The Rwandan Franc is the official currency, though some tour operators accept payment in US dollars, particularly for larger quantities. At the moment of writing (September 2018), the exchange rate is approximately 880 RF to 1 USD. Credit cards and ATMs are not widely accepted, particularly in smaller towns (and certainly not on the Congo Nile Trail), so you should bring a substantial amount of cash (carried securely in a money belt or internal pouch). Banks and forex bureaus facilitate the exchange of US dollars and Euros to Rwandan Francs.

Health: Conduct exhaustive research, beginning with the CDC website and a travel specialist. You will likely require vaccinations and malaria preventatives. Drink bottled water or purify all drinking water with chlorine dioxide or another method that is effective against bacteria, parasites, AND viruses (the majority of backpacking water purifiers sold in North America do not meet this last requirement).

Rwanda has a well-deserved reputation for being a safe nation with a very low crime rate. Although I was there for less than two weeks, my experience mirrored this. Nonetheless, it is always prudent to consider safety precautions when exploring an unfamiliar location.

In many African countries, transportation can pose the greatest danger for travelers. Be cautious when selecting a motorcycle and rider, and avoid the roads at night.
As a result of the trail’s near proximity to the ongoing conflict in the Democratic Republic of the Congo, some western governments have issued a permanent travel advisory for the region. In recent years, this has not been an issue on the Rwandan side, but you should research the situation prior to your trip to make sure it hasn’t worsened.

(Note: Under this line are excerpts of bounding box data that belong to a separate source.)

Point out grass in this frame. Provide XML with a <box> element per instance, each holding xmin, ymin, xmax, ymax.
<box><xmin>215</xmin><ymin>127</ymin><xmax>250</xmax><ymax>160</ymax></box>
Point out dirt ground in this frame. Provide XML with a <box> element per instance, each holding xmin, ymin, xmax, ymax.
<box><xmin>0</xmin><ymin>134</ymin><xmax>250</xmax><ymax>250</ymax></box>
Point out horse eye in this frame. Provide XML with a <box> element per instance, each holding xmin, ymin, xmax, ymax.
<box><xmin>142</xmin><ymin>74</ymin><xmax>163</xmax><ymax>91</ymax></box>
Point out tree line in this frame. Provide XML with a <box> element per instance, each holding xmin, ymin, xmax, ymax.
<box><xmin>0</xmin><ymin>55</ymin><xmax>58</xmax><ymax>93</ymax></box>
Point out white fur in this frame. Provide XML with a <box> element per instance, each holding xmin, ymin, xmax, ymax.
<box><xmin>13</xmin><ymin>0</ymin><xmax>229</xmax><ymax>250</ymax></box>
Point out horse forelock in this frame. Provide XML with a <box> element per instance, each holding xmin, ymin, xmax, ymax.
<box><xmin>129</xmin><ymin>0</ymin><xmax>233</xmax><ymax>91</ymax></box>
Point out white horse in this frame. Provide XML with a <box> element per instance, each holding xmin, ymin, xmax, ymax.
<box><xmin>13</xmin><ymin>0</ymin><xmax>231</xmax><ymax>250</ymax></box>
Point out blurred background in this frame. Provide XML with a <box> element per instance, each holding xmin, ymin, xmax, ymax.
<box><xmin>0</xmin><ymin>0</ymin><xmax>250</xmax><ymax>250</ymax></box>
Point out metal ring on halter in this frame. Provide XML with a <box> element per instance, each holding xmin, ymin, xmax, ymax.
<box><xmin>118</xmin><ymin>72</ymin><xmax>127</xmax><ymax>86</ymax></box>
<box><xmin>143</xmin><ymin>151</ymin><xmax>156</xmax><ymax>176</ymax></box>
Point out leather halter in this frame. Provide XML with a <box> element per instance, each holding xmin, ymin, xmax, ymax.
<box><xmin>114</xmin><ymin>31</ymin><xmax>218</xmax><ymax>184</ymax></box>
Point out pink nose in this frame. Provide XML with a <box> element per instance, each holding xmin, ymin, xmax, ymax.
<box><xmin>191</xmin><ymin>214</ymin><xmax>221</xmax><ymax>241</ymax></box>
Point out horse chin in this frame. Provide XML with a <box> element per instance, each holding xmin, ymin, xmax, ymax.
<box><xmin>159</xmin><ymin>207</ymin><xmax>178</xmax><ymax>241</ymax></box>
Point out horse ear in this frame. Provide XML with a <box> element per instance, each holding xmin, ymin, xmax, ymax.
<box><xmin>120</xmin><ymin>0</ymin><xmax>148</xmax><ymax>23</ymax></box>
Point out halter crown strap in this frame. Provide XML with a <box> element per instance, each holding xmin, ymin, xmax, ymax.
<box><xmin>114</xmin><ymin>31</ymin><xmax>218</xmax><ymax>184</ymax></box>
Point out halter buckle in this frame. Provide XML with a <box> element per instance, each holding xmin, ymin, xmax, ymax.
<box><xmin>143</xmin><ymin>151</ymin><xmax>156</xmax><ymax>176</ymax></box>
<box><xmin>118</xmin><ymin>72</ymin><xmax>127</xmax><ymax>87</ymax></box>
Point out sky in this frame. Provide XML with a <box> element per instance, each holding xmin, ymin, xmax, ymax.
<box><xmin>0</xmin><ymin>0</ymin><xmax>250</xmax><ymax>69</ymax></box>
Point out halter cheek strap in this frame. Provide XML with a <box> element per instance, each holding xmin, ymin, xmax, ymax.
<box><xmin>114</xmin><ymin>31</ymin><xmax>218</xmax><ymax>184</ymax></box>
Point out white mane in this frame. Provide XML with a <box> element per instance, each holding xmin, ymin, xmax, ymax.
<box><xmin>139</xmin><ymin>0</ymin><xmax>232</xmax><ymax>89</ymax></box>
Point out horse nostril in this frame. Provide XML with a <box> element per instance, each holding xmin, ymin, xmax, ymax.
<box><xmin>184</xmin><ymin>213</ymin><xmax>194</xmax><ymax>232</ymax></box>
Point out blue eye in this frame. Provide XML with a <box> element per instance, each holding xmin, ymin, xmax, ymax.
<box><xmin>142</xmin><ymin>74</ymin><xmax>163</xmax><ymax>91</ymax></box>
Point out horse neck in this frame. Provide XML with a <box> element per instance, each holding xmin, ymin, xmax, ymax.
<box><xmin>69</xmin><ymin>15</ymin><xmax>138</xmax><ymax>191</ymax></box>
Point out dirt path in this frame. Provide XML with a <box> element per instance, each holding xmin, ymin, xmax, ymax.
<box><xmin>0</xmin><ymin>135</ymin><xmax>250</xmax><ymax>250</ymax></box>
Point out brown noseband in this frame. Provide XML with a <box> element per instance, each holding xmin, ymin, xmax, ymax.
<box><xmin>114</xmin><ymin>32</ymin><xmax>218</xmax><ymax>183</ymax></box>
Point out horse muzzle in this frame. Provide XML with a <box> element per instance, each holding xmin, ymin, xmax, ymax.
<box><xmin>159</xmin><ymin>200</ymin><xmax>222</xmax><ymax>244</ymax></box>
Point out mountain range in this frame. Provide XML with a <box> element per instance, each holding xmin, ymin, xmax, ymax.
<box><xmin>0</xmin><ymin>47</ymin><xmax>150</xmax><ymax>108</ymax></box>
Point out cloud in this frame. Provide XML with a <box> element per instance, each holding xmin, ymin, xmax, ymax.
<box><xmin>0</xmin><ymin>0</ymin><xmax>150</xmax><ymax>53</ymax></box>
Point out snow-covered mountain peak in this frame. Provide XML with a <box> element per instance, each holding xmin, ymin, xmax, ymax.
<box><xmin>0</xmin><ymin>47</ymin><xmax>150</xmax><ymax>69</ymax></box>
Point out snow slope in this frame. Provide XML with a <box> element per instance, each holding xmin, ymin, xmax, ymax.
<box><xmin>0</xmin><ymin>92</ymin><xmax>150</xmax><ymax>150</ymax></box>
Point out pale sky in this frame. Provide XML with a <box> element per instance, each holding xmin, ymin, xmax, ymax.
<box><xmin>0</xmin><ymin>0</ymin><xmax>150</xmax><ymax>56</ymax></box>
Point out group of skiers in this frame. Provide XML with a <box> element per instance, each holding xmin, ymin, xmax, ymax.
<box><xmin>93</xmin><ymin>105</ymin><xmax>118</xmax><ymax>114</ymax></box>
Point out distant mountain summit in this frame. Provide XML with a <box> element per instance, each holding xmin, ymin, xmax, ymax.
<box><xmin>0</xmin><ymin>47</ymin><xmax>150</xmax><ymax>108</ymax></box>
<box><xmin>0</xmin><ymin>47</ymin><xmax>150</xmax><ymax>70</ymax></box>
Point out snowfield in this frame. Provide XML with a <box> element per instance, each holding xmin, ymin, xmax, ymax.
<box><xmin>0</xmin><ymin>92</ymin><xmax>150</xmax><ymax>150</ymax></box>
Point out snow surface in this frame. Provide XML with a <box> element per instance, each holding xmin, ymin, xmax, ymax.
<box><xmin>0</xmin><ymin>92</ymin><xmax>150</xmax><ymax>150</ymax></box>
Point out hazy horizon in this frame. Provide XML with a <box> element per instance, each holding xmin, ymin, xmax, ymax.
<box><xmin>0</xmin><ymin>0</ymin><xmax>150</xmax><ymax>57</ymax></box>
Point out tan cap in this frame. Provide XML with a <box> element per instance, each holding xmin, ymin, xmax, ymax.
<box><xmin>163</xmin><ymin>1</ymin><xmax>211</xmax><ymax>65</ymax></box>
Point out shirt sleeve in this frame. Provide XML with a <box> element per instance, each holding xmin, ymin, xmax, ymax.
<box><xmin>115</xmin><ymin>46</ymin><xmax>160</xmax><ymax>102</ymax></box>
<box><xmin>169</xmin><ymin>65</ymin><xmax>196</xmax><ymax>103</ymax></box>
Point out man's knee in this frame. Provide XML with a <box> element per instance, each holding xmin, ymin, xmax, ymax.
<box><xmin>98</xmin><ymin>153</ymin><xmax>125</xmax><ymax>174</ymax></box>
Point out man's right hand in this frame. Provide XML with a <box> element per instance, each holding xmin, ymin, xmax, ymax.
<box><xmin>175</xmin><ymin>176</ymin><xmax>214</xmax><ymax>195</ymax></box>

During my solo travels through seven African nations, Rwanda was the only destination where I encountered virtually no instances of the usual benign but unwanted male attention (such as marriage proposals). I felt quite at ease as a solitary female traveler amidst the country’s politeness and reserve.

As in many other sub-Saharan African nations, it is important to understand that women’s upper legs are frequently viewed as more sexual than their breasts, which explains why wearing shorts will elicit strange stares while local women bathe topless in the rivers. I typically wore loose-fitting trousers and a T-shirt or tank top with wide straps and never felt uncomfortable.